И тут я понял, что действительно с той ночи ни разу не вспомнил о своих кумирах. Они отошли от меня так тихо и незаметно, что я даже не почувствовал этого. Теперь я думал об ином. Моя знакомая часто упоминала леди Макбет (это была ее дипломная работа), и вдруг я понял, что для меня наступила пора Шекспира. Он подошел ко мне вплотную. Раньше я как-то проходил мимо него. Хороших постановок тогда не было, а читая его, я путался в длинных замысловатых предложениях – бесконечных коридорах, которые можно одолеть только бегом и никогда шагом, – в его пышных многостепенных и многоэтажных монологах, где сравнение громоздилось на сравнении, образ на образе, так что они зачастую уничтожали друг друга; в его смертях, убийствах, предательствах. Все это мне казалось просто скучным и утомительным. А сейчас словно прорвалась какая-то туманная пелена и через нее я ясно увидел – не леди Макбет, нет, та была совсем иная, – а кастеляншу, ее зубы и особенно руки – мускулистые, длинные, загорелые – как она толкает в плечо Копнева и говорит: "Так ты помни!" или злобно вырывает у меня книгу. И еще какие-то смутные, но большие истины о любви-радости и любви-преступлении стали приходить и тревожить меня. В свободные часы я сидел на лавке в парке, то размышляя о том, что произошло, то вчитываясь и входя все более и более в варварский, но великий по своей истинности и простоте текст.
И однажды в парке после обеда подсел ко мне незнакомый больной молодой парень в халате. Он спросил, что я читаю, я сказал. Он попросил взглянуть и я протянул ему книгу. Он быстро пролистал ее, задерживаясь на картинках и спросил, где же тут стихи. Я ответил, что тут все стихи, только переведены они прозой.

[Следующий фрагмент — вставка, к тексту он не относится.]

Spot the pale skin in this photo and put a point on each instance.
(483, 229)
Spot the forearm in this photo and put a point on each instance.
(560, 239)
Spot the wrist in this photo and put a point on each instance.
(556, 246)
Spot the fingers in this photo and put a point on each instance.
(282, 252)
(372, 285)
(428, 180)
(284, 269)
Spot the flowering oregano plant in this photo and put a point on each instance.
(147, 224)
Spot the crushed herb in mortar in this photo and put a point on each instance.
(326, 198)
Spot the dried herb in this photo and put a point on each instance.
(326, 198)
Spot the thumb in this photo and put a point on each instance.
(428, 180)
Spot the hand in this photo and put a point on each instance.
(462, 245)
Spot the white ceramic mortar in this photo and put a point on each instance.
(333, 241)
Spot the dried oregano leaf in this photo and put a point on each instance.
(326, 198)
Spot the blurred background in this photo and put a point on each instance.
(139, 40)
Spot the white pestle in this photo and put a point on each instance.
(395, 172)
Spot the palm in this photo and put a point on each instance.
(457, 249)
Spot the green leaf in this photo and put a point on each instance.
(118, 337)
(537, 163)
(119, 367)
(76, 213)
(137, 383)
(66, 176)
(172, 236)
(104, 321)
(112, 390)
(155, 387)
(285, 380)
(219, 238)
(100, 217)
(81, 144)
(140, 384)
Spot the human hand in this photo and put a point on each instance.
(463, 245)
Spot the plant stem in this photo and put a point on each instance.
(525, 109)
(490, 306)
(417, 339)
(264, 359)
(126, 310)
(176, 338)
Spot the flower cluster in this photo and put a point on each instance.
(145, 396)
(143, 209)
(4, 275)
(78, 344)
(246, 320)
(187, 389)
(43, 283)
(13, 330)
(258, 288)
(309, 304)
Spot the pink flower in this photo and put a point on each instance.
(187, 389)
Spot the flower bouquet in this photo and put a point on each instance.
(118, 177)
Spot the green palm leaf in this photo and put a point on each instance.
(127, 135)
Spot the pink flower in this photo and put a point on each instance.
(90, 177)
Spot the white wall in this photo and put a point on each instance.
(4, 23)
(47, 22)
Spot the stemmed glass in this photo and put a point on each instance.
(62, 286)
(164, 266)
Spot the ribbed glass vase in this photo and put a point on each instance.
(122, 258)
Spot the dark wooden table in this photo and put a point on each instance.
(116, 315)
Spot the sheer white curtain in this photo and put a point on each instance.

– А-а, – кивнул он мне головой и отдал книгу. Я смотрел на него, рослого, худого, белокурого, у него все время подергивались уголки рта – и никак не мог понять, откуда я его знаю. Он поступил не в мою смену, а все больные, остриженные и одетые по-госпитальному, очень походят друг на друга.
– А это не здесь про поцелуй и лето? – спросил он меня вдруг.
Не помню, что я ему ответил, но с минуту мы сидели молча. И тут наконец до меня дошло, что раз он в бордовом халате, то значит из первого отделения – это их цвет. И ни о чем больше его спрашивать не стал.
Он вдруг заговорил сам. Сердито, задиристо и смущенно.
– Ну, что вот все на меня смотрят, смотрят… Что вы вот смотрите? Что я должен был делать? Он все шел и шел. Ну, был бы штатский, ничего не знал а то ведь сам только что из армии. И вот идет и идет. Как я на него мог подумать?
– Но вы ведь видели, кто это? – сказал я.
– Ничего я не видел, было темно, – ответил он. – Я на него и не думал вовсе.
– А на кого же вы…
Он ничего не ответил, взял книжку и стал со злом листать. Потом он молча встал и не прощаясь пошел. Так мы расстались, и больше я его уже никогда не видел.
А через два месяца ванщица мне весело сказала:
– Ну, тебе, ученый, видать, бабка колдовала. Ведь этот психованный, он сейчас с припадками в нервном лежит, думал, что он в тебя стреляет.
РУЧКА, НОЖКА, ОГУРЕЧИК
В июньский очень душный вечер он валялся на диване и не то спал, не то просто находился в тревожном забытьи, и сквозь бред ему казалось, что с ним опять говорят по телефону. Разговор был грубый, шантажный; ему угрожали: обещали поломать кости или еще того хуже – подстеречь где-нибудь в подъезде да и проломить башку молотком. Такое недавно действительно было, только убийца орудовал не молотком, а тяжелой бутылкой. Он саданул сзади по затылку. Человек, не приходя в сознание, провалялся неделю в больнице и умер. А ему еще не исполнилось и тридцати, и он только-только выпустил первую книгу стихов.
От этих мыслей он проснулся и услышал, что ему верно звонят.